Le Général Instin réunit sous son nom les fondements d’une littérature d’après la disparition de l’auteur : le texte vestige, fragment, sa transmission par citations, par évocations, par interprétations, gloses, variantes qui donnent naissance à tout un réseau de versions parallèles et successives, à une littérature spectrale en somme, le doute essentiel sur l’idée d’original, d’identité établie, de « leçon » de référence, autrement dit d’autorité.
C’est au point GI du Général Instin que le plus actuel de la littérature se joint à l’archéologie, en rendant actifs dans la création des textes nouveaux les grands problèmes de l’étude des textes anciens tels qu’analysés par Luciano Canfora dans son ouvrage critique de la critique textuelle : Le Copiste comme auteur, traduit de l’italien par Laurent Calvié et Gisèle Cocco, Anarcharsis, 2012.
Dans cette discipline, on appelle « archétype » la version de référence, reconstituée à partir des différentes citations et copies disponibles d’un texte dont le manuscrit autographe a disparu. Le Général Instin est la manifestation du paradoxe de l’archétype : né de ses variantes, il est considéré comme leur origine.
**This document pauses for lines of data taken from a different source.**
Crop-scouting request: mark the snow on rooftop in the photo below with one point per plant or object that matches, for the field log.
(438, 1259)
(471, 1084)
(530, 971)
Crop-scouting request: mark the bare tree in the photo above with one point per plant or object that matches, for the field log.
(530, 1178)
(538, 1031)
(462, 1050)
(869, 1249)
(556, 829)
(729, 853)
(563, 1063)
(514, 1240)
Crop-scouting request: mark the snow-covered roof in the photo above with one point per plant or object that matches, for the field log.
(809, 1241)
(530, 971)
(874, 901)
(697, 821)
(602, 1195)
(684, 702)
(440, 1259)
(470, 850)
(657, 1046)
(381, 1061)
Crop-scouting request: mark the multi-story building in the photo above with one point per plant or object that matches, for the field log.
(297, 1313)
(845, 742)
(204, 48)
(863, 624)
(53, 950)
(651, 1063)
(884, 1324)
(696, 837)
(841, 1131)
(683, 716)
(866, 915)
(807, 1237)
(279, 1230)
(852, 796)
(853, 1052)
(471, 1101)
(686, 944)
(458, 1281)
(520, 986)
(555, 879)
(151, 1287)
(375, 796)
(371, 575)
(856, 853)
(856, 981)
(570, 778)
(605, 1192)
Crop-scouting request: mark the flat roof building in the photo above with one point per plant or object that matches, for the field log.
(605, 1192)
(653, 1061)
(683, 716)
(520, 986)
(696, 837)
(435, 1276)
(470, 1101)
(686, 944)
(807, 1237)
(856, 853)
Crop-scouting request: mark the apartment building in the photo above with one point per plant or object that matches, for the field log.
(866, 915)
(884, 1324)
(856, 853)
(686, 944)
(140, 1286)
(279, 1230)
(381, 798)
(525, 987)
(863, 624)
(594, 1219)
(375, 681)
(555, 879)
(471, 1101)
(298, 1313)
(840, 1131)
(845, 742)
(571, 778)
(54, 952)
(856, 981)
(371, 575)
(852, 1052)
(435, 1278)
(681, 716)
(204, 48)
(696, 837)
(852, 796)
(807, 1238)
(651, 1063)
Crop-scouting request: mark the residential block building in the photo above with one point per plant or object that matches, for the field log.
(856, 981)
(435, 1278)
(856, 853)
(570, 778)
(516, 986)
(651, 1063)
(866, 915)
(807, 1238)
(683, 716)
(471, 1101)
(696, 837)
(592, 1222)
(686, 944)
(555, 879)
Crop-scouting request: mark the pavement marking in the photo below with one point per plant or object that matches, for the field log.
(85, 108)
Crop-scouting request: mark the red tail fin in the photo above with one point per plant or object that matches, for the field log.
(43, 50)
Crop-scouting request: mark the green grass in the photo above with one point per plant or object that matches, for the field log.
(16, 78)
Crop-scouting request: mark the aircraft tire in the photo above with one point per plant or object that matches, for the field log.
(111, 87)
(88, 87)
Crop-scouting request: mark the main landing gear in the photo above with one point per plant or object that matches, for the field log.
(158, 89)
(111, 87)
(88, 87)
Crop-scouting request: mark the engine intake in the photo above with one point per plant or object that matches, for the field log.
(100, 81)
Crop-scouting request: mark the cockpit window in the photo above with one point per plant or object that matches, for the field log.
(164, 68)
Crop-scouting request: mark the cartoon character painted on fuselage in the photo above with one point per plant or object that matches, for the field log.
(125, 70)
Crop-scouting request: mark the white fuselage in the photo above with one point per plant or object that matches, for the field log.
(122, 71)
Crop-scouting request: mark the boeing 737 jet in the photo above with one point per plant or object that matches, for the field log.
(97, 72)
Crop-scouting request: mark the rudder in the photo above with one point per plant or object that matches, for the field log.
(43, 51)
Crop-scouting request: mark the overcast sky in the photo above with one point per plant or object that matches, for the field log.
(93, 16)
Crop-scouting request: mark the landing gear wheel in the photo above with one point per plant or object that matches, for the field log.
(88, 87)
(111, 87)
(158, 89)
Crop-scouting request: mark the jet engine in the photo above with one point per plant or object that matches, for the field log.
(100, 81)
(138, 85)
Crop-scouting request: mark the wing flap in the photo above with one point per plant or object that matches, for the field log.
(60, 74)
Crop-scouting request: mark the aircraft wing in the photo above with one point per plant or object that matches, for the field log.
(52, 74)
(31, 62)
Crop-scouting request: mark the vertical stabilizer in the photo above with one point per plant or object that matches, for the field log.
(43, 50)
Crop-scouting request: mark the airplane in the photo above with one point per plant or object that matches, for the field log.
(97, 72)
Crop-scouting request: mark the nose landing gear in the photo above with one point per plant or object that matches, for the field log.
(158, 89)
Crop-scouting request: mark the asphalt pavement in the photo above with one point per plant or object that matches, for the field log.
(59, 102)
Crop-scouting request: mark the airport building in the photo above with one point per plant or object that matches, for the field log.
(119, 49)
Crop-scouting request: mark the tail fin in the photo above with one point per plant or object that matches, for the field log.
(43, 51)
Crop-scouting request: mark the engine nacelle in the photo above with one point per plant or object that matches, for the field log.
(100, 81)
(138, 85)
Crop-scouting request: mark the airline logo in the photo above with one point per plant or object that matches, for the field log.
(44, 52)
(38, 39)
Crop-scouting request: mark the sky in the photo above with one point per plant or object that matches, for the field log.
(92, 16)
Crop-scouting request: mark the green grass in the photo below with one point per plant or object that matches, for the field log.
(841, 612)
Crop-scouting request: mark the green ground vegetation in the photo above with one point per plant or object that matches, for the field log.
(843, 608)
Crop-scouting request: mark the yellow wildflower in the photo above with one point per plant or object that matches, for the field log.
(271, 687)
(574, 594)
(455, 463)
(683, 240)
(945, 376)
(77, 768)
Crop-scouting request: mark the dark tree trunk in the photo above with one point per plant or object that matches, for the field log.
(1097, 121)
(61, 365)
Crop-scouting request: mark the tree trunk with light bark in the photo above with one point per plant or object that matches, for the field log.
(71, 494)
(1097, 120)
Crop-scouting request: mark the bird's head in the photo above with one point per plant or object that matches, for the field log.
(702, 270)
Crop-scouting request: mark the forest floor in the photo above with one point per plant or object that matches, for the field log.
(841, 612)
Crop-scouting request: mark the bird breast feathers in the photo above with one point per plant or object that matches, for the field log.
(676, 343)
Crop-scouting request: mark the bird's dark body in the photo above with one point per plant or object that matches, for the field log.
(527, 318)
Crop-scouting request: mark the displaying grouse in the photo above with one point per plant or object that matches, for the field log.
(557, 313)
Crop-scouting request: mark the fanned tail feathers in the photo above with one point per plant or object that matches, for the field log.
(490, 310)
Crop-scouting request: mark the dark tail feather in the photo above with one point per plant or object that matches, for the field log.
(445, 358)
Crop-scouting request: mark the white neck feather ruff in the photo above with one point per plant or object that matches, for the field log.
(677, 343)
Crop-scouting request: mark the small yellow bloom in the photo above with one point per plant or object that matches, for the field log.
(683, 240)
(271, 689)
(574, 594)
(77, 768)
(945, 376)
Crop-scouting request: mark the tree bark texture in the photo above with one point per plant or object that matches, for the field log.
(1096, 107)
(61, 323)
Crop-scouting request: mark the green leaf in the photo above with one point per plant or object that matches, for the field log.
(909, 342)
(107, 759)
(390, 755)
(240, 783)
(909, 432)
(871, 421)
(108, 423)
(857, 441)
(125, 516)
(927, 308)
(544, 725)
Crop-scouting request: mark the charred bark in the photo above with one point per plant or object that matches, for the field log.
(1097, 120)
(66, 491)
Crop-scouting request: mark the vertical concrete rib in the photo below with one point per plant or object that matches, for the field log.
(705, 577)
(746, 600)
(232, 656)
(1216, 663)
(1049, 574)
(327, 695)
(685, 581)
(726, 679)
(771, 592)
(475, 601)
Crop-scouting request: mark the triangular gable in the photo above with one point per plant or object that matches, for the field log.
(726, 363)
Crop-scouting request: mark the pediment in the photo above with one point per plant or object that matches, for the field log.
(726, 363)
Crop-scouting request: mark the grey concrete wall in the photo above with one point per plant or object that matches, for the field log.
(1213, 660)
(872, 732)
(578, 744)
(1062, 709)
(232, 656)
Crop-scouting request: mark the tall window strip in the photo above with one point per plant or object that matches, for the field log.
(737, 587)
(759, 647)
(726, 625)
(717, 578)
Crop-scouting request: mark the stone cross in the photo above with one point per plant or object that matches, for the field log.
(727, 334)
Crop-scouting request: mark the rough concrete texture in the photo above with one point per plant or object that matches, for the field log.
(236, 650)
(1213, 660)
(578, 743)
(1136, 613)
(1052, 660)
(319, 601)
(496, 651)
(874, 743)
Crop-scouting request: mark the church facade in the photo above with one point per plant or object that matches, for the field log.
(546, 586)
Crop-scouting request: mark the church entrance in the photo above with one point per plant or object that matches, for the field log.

Le Général Instin délivre le livre du livre et donne au texte une existence matricielle : verticalement, une constellation de récits autonomes, qui sont chacun une archéologie exhumant des fragments vestiges de textes antérieurs pour les assembler dans un texte et un sens communs, et qui sont chacun publiés dans un contexte propre, une revue, un ouvrage collectif, une plaquette, une communication orale, etc. ; horizontalement, le tout suit un même fil, forme un ensemble, compose un livre, publié de façon disparate, dans lequel chaque conte trouve sa place dans une entreprise archéologique plus vaste, celle du projet d’une conférence sur l’autorité commandée en 1903 au général Instin par le Ministre de la Guerre pour la formation des élèves officiers.
Le Général Instin réalise de toutes les façons possibles cette observation de Luciano Canfora : « le texte que nous lisons est toujours en définitive l’œuvre du copiste ».